Though presumably these youths imagine themselves as left-leaning progressives, their unwitting adherence to the new paradigms for capitalist exploitation makes them fit members of the "Creative Society" -- Ronald Reagan's name for his vision of a neoliberalist paradise that he deployed in his successful 1966 California gubernatorial campaign. "The Creative Society, in other words, is simply a return to the people of the privilege of self-government," Reagan thundered, and it is not difficult, Carles implies, to imagine the youths pictured thrilling to such rhetoric as they crank out their geegaws en route to manufacturing their distributable identit(ies). "What kind of people go to craft bar?" he asks rhetorically. Those who "Just wanna get buzzed and get my create on."

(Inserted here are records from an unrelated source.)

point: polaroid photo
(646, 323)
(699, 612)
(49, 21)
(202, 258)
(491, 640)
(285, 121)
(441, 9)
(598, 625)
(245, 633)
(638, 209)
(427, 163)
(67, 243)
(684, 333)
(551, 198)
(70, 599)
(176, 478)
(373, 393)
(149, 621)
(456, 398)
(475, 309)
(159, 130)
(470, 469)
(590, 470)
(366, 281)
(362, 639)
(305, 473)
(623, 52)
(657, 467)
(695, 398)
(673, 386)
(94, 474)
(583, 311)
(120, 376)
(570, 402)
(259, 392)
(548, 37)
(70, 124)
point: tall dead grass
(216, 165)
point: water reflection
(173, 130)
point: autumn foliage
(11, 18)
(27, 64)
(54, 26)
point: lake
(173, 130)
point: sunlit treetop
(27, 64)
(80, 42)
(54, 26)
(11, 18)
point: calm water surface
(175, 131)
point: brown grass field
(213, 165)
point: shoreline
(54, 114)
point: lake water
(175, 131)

Which takes us to Carles's second thesis about "creativity," that it serves as the post-fordist analogue for consumption, that it is a new guise for substance abuse, only magically transformed into something putatively more active and engaging. But as Carles frames the question: "Are ‘plushies’ a legitimate art, or are they bullshit?" What profits the left to further advance the production of stuffed cutesy avatars for narcissists? The difficulty in separating use from exchange value is exacerbated, thwarting the elaboration of a more egalitarian distribution of socially meaningful labor to benefit everyone and not merely those patrons of an "authentic ‘hipster dive bar,’" as Carles derisively deems it. Art and bullshit have become one under the pressure of immaterial labor, co-creation, and broad-based preoccupation and distribution of the various efforts made at self-fashioning.

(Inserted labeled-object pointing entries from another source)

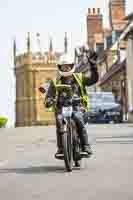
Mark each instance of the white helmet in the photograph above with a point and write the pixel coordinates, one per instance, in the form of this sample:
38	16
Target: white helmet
66	59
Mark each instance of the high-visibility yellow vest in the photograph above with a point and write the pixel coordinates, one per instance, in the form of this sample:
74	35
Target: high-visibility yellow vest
79	78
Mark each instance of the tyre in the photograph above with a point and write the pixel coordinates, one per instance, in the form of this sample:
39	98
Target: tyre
76	146
67	147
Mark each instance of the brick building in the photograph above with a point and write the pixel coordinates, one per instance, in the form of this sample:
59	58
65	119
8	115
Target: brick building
31	71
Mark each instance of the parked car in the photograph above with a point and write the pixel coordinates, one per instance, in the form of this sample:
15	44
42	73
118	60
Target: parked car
103	108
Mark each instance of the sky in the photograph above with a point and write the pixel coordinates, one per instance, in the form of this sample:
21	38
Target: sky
47	17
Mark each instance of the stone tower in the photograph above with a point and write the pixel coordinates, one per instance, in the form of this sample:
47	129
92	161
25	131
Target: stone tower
94	27
117	12
31	71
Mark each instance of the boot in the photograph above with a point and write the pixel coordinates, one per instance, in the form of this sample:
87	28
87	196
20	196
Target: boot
59	153
86	148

Carles's final thesis about creativity unveils his fundamentally Lacanian reading of creativity as an elaboration of the pursuit of the object petit-a. Again, as is his wont, he frames the his critical intervention in an interrogatory fashion: "Do u want to chill at a bar where ’something positive / creative’ is going on, or do you just like loud, smoky places where people are trying to ‘get their fuck on’?" The either-or construct here is meant to call our attention to the fact that these two types of motivation have collapsed, or are at the very least collapse-able. After all, sexual reproduction is the most basic of reproductive acts, but it bears with it the annihilation of identity, the obverse of the instrumental use of creativity in such social scenes as Carles dissects here. Carles means to dismantle the "positive" aspects of creativity and expose the inherent negative dialectic to all such endeavors that deserve the name "creative." But the manufacture of plushies by inebriated youth does not constitute a politico-critical act; instead it serves as competitive positioning in the sexual-mating lottery. From such a viewpoint, the only creativity, ultimately, is desire itself, unfulfillable in its constituitive libidinal force. The unconscious, as we know, is itself a "loud, smoky place" and now amount of creative immaterial labor will be able to blow away the clouds.